Gelaatsschermen van biologisch afbreekbaar biopolymeer
De gevolgen van het coronavirus hebben geleid tot de productie van aanzienlijke hoeveelheden plastic, onder meer voor plastic gelaatsschermen, die op basis van aardolie zijn gemaakt. Er is echter een alternatief: beschermende gelaatsschermen van biopolymeer. Deze worden getest door J.H. Tönnjes GmbH uit Delmenhorst in het project ‘Mond- en neusbeschermingsmasker van biologisch afbreekbare biopolymeren’. Het doel is om een nieuw type klein, transparant gelaatsscherm te produceren van een biologisch afbreekbaar biopolymeer als bescherming tegen druppelinfectie door onder andere coronavirussen. De draagbare bescherming wordt gedragen vanaf de kin tot net boven de neus. Met het mond- en neusbeschermingsmasker is een vrije ademhaling mogelijk en bij mensen met een bril beslaan de brillenglazen niet. Het masker bestaat met de houder en de transparante beschermkap uit één deel. Het materiaal dat hiervoor wordt gebruikt moet zijn aangepast aan de omstandigheden van de spuitgietmatrijs. Dat wil zeggen dat het materiaal voldoende vloeibaar, niet te zwaar en niet te bros moet zijn. Het beschermende schild moet comfortabel zijn om te dragen. Samen met het 3N Kompetenzzentrum in Werlte worden verschillende ontwerpen ontwikkeld en getest.

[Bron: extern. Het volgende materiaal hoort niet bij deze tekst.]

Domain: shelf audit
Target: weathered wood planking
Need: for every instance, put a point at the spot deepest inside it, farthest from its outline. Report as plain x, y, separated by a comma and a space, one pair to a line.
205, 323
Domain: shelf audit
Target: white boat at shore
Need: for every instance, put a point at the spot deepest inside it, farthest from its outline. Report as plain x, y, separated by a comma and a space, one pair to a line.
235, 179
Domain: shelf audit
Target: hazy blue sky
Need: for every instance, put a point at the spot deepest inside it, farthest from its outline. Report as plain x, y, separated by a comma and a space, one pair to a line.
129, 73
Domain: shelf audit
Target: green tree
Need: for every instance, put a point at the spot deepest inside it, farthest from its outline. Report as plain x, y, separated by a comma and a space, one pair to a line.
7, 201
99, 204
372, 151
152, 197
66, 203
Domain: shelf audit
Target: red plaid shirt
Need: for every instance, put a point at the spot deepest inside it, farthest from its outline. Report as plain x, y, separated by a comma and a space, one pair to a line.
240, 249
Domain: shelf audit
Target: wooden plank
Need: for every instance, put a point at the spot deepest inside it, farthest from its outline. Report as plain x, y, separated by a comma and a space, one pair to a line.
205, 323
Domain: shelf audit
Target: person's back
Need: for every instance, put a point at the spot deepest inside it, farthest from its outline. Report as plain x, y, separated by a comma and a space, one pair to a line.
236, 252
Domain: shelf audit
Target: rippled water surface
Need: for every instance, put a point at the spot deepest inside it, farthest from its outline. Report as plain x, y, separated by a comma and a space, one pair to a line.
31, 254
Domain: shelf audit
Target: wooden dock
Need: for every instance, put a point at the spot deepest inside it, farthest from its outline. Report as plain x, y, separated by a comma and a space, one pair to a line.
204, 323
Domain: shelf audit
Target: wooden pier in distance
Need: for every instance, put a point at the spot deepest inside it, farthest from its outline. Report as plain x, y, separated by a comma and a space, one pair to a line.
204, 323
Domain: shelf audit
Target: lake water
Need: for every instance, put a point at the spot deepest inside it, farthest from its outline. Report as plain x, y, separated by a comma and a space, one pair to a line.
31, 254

In het project ‘Ontwikkeling en productie van een biologisch afbreekbaar gelaatsscherm (bio-FaceShield)’ wordt door het bedrijf fm Kunststofftechnik in Bösel een gelaatsscherm van volledig duurzaam materiaal geproduceerd. Het doel van dit project is om een product te maken van materialen die 100% biologisch afbreekbaar zijn. De basis hiervoor is een draagframe dat met behulp van een spuitgietproces wordt vervaardigd uit een met natuurlijke vezels versterkte biocompound (bijv. uit een bodemafbreekbaar biopolymeer met zonnebloemschalen). Het frame wordt gecompleteerd met een vizierfolie van transparant PLA. Het is ook de bedoeling om PLA-verpakkingen te gebruiken. De vizierfolies van het Nederlandse bedrijf Bio4Pack worden in verschillende diktes getest om de optimale combinatie van maatvastheid en draagcomfort te bepalen. De verpakking, die ook biologisch afbreekbaar is, wordt speciaal voor deze toepassing gemaakt. De gelaatsschermen kunnen ook als reclamemedium worden gebruikt, omdat ze kunnen worden voorzien van een logo op het zichtbare oppervlak aan de voorzijde.
Volledig biologisch afbreekbare verpakkingen
‘Ontwikkeling van een duurzame verzenddoos voor gecombineerde droge-, gekoelde- en diepvriesverzending’ is de naam van het project van de in Werlte gevestigde onderneming eatventure® GmbH. Er worden tegenwoordig veel goederen via internet gekocht en daardoor ontstaat er steeds meer verpakkingsafval. Vooral voor de verzending van levensmiddelen betekent dit meestal dat er veel plastic, aluminiumfolie en polystyreen wordt gebruikt. De nieuwe verzenddoos van eatventure® bestaat uit een kartonnen doos en een isolatielaag van een duurzame natuurvezelcomposiet die verpakt is in een organische en/of duurzame folie uit Nederland. De hele verpakking is daarmee biologisch afbreekbaar. Of deze verpakking aan alle eisen voldoet (koeling, schokbestendigheid, klanttevredenheid) wordt nu getest. eatventure® werkt al meer dan elf jaar in de online distributie van gekoelde levensmiddelen en is al geruime tijd op zoek naar een alternatieve oplossing voor de huidige piepschuimdozen.
Het project “Bio-economie – Groene chemie” wordt in het kader van het INTERREG V A-programma Deutschland-Nederland ondersteund met middelen van het Europese Fonds voor Regionale Ontwikkeling (EFRO). Het project wordt gecofinancierd door het Ministerie van Economische Zaken en Klimaat, de provincies Drenthe, Fryslân, Gelderland, Groningen en Noord-Brabant en door de deelstaat Niedersachsen.